O primeiro contato prático que tive com os sinais de pontuação, mais precisamente com o ponto final, ocorreu no meu primeiro emprego, em dezembro de 1969, na Isabela velha, comandada pelo senhor Moysés Michelon (difícil dizer “falecido”), homem reto que impunha respeito só pela presença.
Ao meu ver, o Seu Moysés não era dado a reticências. Talvez, no íntimo, as tivesse. Afinal, dúvidas existenciais visitam a todos em algum momento. E também porque, em algum momento, todos ponderam o dito e o não dito, todos fazem escolhas difíceis, todos alimentam inseguranças… Profissionalmente, ele era objetivo, claro e conciso, embora falando baixo, coisa que me atormentava. Meu ouvido nunca foi lá aquelas coisas.
Então, estava eu, uma guria recém saída do Técnico de Contabilidade, curso equivalente ao ensino médio, sendo recebida no escritório e apresentada a uma Remington enorme, que cobria a mesinha marrom de rodinhas nos pés. Como ia trabalhar numa mesona, também marrom, ao lado do cofre, vi que precisava alinhar as coisas. Aí, com a força que Deus me deu, puxei a tal mesinha para o meu lado, que deslizou feito uma bailarina. No arranque, a máquina de datilografia ganhou asas e voou longe, indo aterrissar no corredor. Três peças danificadas! No meu primeiro dia de trabalho! Pode? Só vivi outro fato semelhante quarenta anos depois, num ônibus, quando o motorista fez uma manobra igual, e eu, que nem a máquina, fui arremessada pelos ares, indo cair de costas no assento de ferro. Coincidentemente, três costelas quebradas.

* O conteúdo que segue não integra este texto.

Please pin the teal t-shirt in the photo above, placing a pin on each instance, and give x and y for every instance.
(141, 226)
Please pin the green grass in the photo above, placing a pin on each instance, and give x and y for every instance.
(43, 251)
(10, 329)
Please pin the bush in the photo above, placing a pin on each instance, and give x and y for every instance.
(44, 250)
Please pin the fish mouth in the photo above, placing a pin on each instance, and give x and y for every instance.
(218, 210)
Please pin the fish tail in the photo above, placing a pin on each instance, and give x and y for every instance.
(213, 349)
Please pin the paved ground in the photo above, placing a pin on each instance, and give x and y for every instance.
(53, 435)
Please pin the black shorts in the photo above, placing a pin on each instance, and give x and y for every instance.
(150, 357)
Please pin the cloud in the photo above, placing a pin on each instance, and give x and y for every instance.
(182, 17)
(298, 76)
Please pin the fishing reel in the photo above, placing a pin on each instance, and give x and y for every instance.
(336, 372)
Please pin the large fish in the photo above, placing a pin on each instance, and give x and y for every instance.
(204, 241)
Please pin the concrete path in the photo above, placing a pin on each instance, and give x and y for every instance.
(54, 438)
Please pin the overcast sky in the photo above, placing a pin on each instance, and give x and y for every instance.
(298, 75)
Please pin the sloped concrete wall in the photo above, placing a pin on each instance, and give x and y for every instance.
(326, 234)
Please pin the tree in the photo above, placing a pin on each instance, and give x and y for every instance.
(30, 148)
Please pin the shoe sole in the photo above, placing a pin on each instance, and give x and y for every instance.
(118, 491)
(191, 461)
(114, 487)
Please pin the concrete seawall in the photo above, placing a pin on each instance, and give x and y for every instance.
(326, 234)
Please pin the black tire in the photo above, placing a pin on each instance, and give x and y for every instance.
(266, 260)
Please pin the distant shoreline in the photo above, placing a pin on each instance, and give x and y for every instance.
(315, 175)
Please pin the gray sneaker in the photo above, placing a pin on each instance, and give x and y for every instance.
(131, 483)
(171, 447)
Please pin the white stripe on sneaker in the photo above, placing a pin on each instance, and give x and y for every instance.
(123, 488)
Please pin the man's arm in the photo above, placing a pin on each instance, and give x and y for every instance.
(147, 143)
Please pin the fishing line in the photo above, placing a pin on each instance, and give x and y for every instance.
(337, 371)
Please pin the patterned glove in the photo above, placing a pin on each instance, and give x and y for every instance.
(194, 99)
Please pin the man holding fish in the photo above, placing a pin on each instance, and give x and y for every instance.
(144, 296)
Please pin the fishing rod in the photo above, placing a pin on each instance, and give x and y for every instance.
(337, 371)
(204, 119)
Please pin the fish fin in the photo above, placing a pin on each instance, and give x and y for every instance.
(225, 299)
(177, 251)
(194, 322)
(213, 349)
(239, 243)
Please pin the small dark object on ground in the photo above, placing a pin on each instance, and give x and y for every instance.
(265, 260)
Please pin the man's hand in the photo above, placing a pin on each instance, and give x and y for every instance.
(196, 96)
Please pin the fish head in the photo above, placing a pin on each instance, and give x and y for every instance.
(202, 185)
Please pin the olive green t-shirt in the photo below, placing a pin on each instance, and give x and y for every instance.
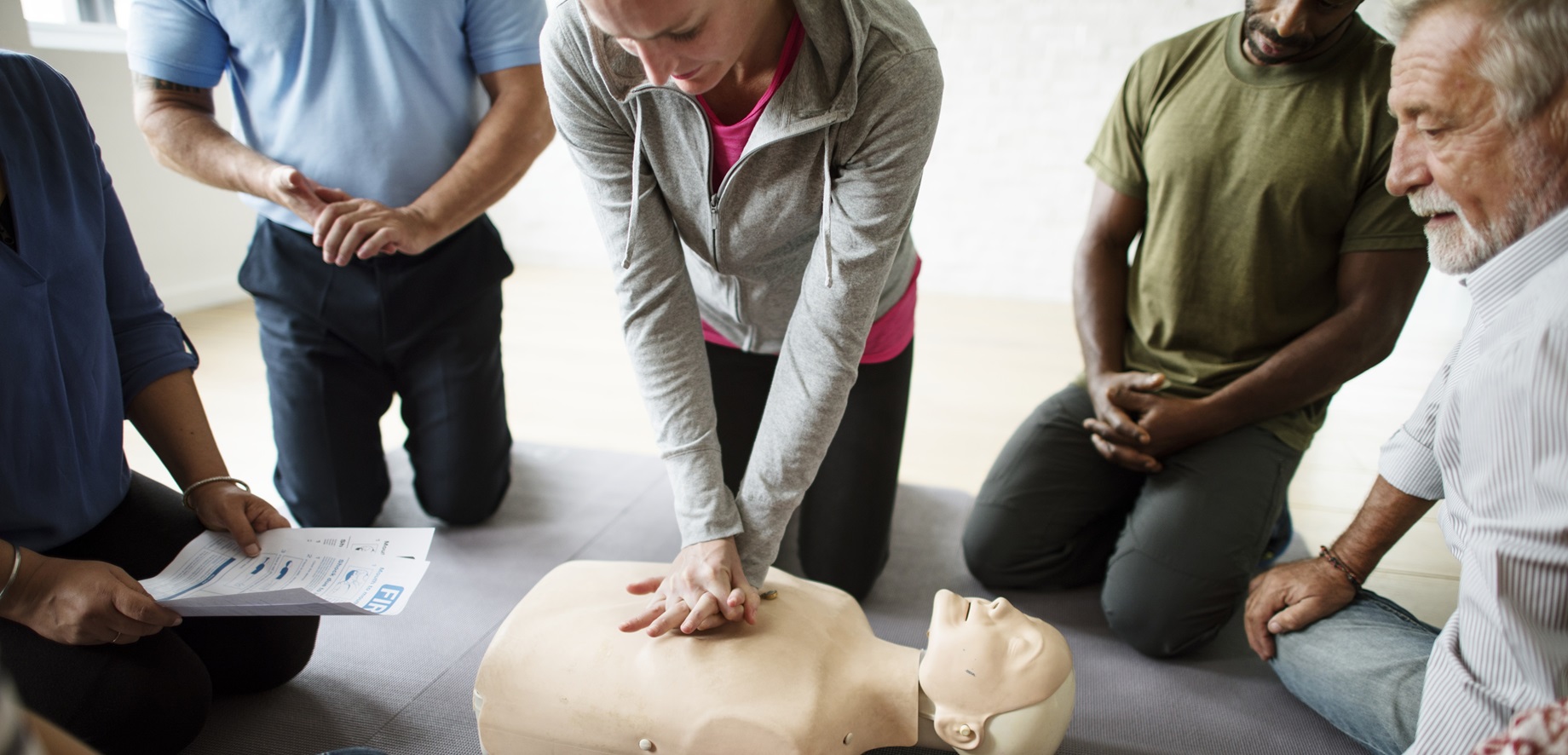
(1256, 179)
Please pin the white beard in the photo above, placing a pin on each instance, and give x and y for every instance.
(1457, 250)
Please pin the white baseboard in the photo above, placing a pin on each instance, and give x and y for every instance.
(201, 295)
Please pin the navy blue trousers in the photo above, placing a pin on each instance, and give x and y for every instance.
(341, 342)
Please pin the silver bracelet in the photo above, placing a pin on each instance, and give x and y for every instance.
(186, 497)
(16, 566)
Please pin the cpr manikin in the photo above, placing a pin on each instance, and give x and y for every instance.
(810, 677)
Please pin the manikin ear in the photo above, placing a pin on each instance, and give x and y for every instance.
(961, 732)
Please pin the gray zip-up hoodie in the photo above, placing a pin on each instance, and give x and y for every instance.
(804, 243)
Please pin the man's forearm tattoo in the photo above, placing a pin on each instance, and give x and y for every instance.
(145, 82)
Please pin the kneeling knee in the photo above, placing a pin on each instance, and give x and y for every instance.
(1157, 629)
(998, 562)
(464, 502)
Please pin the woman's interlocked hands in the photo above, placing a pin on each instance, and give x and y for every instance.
(707, 588)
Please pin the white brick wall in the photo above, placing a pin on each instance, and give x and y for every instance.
(1002, 205)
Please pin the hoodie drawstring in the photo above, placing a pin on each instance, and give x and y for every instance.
(827, 201)
(637, 188)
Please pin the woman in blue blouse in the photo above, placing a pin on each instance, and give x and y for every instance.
(87, 345)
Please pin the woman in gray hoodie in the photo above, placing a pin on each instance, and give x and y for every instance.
(753, 166)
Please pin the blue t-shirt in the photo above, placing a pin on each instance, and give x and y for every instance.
(80, 328)
(377, 97)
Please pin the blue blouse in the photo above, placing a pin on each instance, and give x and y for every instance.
(80, 328)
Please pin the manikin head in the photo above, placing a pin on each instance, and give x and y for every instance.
(694, 43)
(1480, 93)
(987, 660)
(1282, 32)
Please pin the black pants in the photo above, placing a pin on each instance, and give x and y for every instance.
(847, 513)
(1175, 549)
(149, 696)
(425, 328)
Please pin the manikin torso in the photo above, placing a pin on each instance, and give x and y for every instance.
(808, 678)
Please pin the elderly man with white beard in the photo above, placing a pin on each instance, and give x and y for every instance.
(1480, 93)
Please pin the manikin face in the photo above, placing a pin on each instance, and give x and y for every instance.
(985, 658)
(694, 43)
(1480, 181)
(1293, 30)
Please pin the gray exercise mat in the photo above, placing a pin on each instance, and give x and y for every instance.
(403, 683)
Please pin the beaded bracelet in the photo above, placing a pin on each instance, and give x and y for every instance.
(1333, 558)
(186, 497)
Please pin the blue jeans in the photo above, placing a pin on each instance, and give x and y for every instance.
(1362, 669)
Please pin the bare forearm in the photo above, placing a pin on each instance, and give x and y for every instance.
(168, 414)
(1099, 278)
(505, 143)
(1383, 519)
(1099, 306)
(184, 135)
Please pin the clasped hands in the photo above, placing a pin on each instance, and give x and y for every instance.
(1136, 426)
(349, 226)
(93, 603)
(707, 588)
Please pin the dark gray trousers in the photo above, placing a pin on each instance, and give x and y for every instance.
(1175, 549)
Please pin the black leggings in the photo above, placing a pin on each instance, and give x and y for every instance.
(153, 694)
(847, 513)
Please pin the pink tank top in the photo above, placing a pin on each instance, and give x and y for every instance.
(891, 332)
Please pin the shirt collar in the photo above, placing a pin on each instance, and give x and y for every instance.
(1496, 280)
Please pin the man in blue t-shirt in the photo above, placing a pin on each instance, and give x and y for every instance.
(369, 157)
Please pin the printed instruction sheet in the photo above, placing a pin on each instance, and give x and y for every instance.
(330, 571)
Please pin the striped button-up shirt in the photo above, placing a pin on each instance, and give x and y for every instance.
(1491, 441)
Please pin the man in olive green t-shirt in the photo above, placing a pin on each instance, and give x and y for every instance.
(1250, 155)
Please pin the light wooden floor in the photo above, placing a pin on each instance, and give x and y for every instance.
(980, 368)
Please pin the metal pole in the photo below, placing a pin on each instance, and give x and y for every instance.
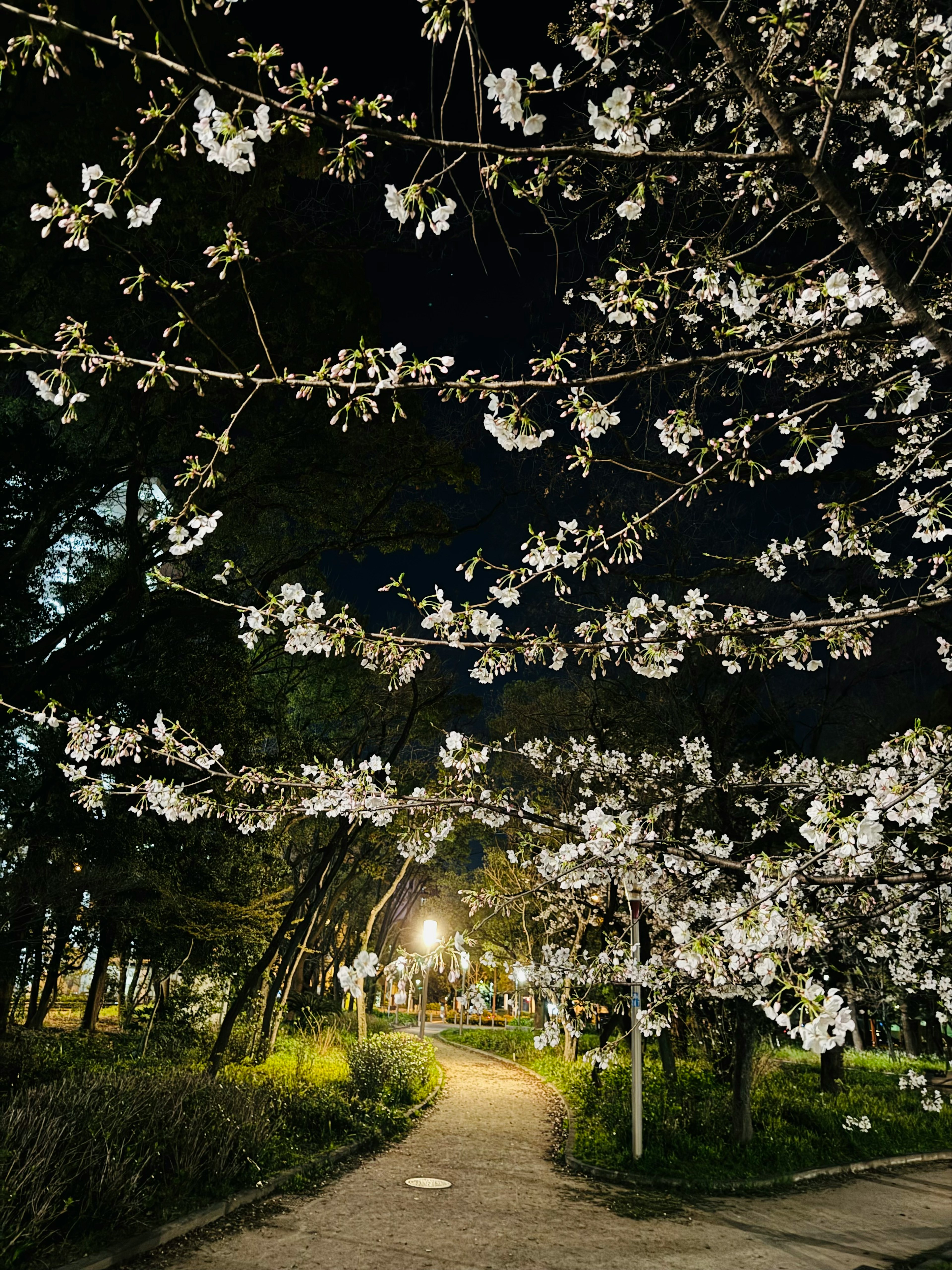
(423, 1001)
(638, 1147)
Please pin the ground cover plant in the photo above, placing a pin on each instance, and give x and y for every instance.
(96, 1140)
(687, 1118)
(715, 397)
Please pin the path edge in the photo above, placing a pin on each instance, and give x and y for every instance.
(150, 1240)
(621, 1178)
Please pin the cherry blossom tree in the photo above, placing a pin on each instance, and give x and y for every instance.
(762, 204)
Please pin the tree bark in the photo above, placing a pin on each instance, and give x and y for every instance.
(51, 985)
(832, 1070)
(11, 949)
(744, 1046)
(97, 987)
(315, 878)
(911, 1038)
(667, 1051)
(37, 977)
(857, 1034)
(829, 193)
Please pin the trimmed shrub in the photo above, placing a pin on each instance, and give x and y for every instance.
(393, 1067)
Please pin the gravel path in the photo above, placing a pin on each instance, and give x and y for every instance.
(511, 1206)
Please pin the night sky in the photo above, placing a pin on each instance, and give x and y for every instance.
(493, 304)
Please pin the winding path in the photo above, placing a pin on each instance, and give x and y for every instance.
(512, 1207)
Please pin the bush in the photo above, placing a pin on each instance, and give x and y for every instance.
(393, 1067)
(79, 1154)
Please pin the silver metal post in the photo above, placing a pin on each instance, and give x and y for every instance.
(423, 1001)
(633, 893)
(638, 1146)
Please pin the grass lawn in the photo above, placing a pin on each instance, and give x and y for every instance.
(687, 1122)
(98, 1141)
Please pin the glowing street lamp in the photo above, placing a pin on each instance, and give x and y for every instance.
(521, 981)
(430, 939)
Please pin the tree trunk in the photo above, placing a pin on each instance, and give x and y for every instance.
(667, 1051)
(832, 1070)
(909, 1030)
(857, 1034)
(744, 1045)
(133, 995)
(97, 987)
(36, 981)
(287, 972)
(64, 929)
(121, 988)
(318, 877)
(11, 949)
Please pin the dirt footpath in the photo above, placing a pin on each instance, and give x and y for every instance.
(511, 1207)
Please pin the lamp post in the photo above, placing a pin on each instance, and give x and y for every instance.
(633, 893)
(430, 939)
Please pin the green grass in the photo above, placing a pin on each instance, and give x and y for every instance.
(687, 1122)
(94, 1140)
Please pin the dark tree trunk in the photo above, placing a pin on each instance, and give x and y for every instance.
(744, 1045)
(121, 987)
(832, 1070)
(97, 987)
(277, 988)
(667, 1051)
(911, 1029)
(320, 876)
(36, 981)
(12, 944)
(64, 929)
(857, 1034)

Pois é! Mas, o chefe não usou ponto de interrogação, tipo “Como isso aconteceu?”; não usou ponto de exclamação, “Que banana essa menina!”, nem reticências, “Depois a gente vê como fica…”. Não. Seu Moysés, dirigindo-se ao responsável do escritório, usou um ponto final, que calou até as gargalhadas: “Providencia outra máquina para a Denise e manda esta pro conserto.” E jamais me cobrou.
Não demorou eu aprender a força desse sinal de pontuação – e nem foi na faculdade de Letras, que comecei em seguida. O aprendizado aconteceu lá, na Isabela. No final de cada correspondência que a gente datilografava no formato de carta comercial, as chefias ditavam: PT Saudações.
O leitor mais jovem deve estar se perguntando: o PT de Lula? Nem pensar. Este foi criado décadas depois. Além do mais, estávamos em plena ditadura militar, embora a maioria de nós nem percebesse – na época, as notícias demoravam pra chegar e, quando chegavam, já estavam maquiadas.
“PT Saudações” significava “ponto”. Fim de papo. Final da correspondência. E aquilo foi se transformando numa metáfora. Quando era tomada uma atitude que não admitia contestação, encerrava-se com a expressão “…e PT Saudações.”
No decorrer desta caminhada que se chama “vida”, os sinais de pontuação vêm demarcando meu tempo. O fazer cotidiano, pausado pelas vírgulas; o imponderável, impenetrável, incompreensível, sinalizado pelas interrogações; dores e amores, banalizados pelas exclamações, e incertezas, reveladas pelas reticências… especialmente em relação ao ponto final. Porque ninguém fica pra semente.